HDD Data Diagnostics/chkdsk conflict

stevti

Honorable
Mar 26, 2012
3
0
10,510
Hi everyone, this is my first post here so hello to you all,

I have a bit of an issue that has me completely stumped. It is regarding the results of all variations of chkdsk, /r, /f, volume label: /v /f etc and the results of the Western Digital Data Lifeguard disc utility. I apologise upfront if this first post is a bit lengthy, I'm unsure which parts of my saga might be relevant or not relevant so I'll start from the beginning....

Fistly, my PC is set up as follows...

Asus P5N-D motherboard,
Intel (R) Core 2 Quad CPU
Q9300 @ 2.50Ghz
2.50 Ghz, 3.25 GB of RAM
ATI HD Radeon 4350 Graphics Card

PC is connected via HDMI to my Onkyo TX-SR506 receiver and then on to my Toshiba 40inch LCD.

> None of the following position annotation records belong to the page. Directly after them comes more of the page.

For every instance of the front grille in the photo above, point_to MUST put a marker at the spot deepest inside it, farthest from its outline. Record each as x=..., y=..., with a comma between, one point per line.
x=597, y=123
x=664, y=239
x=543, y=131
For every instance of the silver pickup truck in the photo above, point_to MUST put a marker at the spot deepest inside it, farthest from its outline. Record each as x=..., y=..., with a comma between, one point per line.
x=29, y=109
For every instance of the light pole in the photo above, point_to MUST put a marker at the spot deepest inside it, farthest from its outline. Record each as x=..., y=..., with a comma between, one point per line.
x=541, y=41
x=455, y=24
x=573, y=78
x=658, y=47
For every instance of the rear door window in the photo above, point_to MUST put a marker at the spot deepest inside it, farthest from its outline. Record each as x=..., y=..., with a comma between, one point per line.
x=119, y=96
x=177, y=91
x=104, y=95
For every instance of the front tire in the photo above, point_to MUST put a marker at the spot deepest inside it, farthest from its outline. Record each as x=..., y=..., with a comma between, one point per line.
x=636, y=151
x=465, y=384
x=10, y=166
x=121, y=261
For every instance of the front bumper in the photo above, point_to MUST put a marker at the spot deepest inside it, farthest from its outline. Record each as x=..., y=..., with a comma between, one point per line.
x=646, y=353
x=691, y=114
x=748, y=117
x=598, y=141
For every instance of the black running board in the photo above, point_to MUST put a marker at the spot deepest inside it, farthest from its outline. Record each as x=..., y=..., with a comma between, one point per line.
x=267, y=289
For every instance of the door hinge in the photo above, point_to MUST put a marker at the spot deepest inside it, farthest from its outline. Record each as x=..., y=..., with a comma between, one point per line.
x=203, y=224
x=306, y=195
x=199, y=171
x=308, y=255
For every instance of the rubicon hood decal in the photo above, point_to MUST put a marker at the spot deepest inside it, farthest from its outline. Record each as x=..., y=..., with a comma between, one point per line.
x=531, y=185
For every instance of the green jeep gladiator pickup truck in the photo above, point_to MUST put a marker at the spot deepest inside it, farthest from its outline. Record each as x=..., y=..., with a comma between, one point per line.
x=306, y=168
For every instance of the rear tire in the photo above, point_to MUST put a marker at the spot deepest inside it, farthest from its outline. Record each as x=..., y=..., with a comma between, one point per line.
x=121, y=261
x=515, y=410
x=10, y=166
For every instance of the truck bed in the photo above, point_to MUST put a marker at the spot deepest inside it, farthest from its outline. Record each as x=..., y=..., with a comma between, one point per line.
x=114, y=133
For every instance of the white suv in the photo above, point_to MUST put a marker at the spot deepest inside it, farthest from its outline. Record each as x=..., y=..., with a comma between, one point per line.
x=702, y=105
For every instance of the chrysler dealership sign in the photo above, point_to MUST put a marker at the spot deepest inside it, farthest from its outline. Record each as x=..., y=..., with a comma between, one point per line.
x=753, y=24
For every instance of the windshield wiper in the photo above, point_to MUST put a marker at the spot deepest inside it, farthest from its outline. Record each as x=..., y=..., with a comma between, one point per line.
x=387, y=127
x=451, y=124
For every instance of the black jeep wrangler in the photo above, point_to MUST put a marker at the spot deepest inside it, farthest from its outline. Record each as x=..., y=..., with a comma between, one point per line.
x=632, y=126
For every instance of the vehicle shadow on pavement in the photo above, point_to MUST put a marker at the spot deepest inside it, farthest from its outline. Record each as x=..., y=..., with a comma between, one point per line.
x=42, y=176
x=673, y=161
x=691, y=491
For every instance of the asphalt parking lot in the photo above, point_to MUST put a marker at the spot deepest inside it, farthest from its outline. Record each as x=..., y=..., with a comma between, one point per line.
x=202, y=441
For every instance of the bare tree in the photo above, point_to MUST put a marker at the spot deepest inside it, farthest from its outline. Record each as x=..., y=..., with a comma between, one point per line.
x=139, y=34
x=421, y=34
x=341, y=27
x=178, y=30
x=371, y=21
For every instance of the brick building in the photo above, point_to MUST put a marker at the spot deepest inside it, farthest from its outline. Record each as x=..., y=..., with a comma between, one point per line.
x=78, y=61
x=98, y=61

I have recently had to replace my old SATA Western Digital 320gb HDD as it was a few years old and had started causing problems on boot-up. I bought a used 400gb Western Digital unit off eBay (budget is tight so 2nd hand was the only option). My local PC man installed Windows XP Pro SP3 on my new drive for me, and recovered the old drive so that I could copy my old data, re-format it and use it as a secondary drive for storage. This setup worked fine for a couple of days but then started having problems on startup again, after the Windows logo screen it just stayed black...forever! After much searching of the Internet on my laptop for solutions/similar cases etc, I was being torn between a display driver error or another HDD failure. I was also unable to boot into any of the 3 variations of safe mode, it would just hang on the list at mup.sys. The BIOS boot order was all correct, CD first, new primary drive second, and the older drive third.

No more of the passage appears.